Hard to Handle

In every moment there is another moment–a memory, a sensation, a flicker of days past. I remember being a little girl, in the back yard in the dead of winter.  I was sitting on the slide on this metal monkey bar/ swing set we had.  I was fussing with my mittens and was shaking my hand, trying to release the fabric from my fingers.  I don’t quite know how I did it, but the mittens came off and I thwacked my freezing digits against the frosty metal of the slide, and I yowled from the pain.  In my short life, nothing had ever been more excruciating than this.
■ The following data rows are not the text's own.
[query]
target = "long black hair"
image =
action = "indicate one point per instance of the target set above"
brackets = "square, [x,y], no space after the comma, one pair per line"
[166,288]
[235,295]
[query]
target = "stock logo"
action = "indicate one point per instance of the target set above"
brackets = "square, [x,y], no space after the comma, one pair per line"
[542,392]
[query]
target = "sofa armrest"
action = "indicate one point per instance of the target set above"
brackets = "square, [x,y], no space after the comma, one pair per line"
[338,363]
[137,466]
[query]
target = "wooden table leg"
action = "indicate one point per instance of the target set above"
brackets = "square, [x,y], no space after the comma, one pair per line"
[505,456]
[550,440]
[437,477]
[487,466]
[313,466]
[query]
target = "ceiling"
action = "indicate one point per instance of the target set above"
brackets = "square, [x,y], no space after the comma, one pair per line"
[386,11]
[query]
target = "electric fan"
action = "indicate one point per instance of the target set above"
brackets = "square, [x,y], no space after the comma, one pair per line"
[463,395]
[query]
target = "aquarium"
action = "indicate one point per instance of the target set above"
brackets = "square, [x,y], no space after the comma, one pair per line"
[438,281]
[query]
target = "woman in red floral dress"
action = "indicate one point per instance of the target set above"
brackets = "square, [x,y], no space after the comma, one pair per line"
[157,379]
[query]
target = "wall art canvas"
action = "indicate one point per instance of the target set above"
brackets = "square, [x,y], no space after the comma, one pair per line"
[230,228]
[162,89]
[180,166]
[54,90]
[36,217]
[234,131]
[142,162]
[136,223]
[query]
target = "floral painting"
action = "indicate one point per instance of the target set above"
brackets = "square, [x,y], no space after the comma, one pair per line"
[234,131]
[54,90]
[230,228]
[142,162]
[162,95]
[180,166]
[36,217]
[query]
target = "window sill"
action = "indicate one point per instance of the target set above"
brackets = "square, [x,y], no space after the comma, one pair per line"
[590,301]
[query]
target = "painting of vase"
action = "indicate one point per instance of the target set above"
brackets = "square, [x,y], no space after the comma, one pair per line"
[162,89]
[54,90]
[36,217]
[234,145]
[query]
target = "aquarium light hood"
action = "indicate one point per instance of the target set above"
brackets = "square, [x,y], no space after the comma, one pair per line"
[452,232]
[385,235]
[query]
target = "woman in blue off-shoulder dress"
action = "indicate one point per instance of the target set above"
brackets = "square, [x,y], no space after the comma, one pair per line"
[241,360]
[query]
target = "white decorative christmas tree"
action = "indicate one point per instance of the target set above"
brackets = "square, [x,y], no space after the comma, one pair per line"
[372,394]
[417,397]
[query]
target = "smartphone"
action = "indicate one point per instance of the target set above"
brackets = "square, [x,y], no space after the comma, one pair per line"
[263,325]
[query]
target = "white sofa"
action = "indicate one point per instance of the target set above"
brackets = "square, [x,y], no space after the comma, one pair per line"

This memory floods over me this morning at 430am, on the side of a quiet road.  My first attempt at scraping the windshield was insufficient, so I had to pull over and de-ice the glass once more…my fingers numb and my eyes feeling heavy from want of sleep.  A sudden nervousness ran through me, I felt vulnerable, alone in the darkness.  I wanted to get back into the car, lock the door and get on with driving to the other side of town to pick up a co-worker in need of a lift.  I don’t quite know how I did it, but I got in the car hurriedly and I pulled the door closed on my left hand.  Lord knows how I pulled that one off, but there I was…that little girl on the swing set, only this time with more expletives.

Okay, so maybe I have a low pain threshold and a high tolerance for histrionics, but that was a completely unnecessary addition to such an early morning.  I drove the ten minutes to the North Shore with my throbbing hand between my knees, and making sad whimpering noises, like a puppy with a wounded tail.  As I got closer to the house, crossing the bridge, the sniveling developed to something slightly closer to that of a peasant shucking wheat in the relentless sun, singing “Amazing Grace” to gather strength.  When Kathleen comes to the car, I tell her what happened, show her my fingers and she examines them with a motherly eye.  “They look fine, they’re not broken”.  “Oh well, they’ll swell up soon, it really hurts”. And you know what? They didn’t.  Over an eleven hour work day, there was no blood, no swelling, not so much as a faint bruise.  It’s such a shame.  Is it wrong to want a bit of a fuss, a touch of a physical manifestation of very real pain?  I think not.  But the comfort I can draw from this experience is that our present and past selves flow freely within moments, arising within memory and experience… and that I still do the same dumb, inexplicable shit I did when I was a teeny little tot.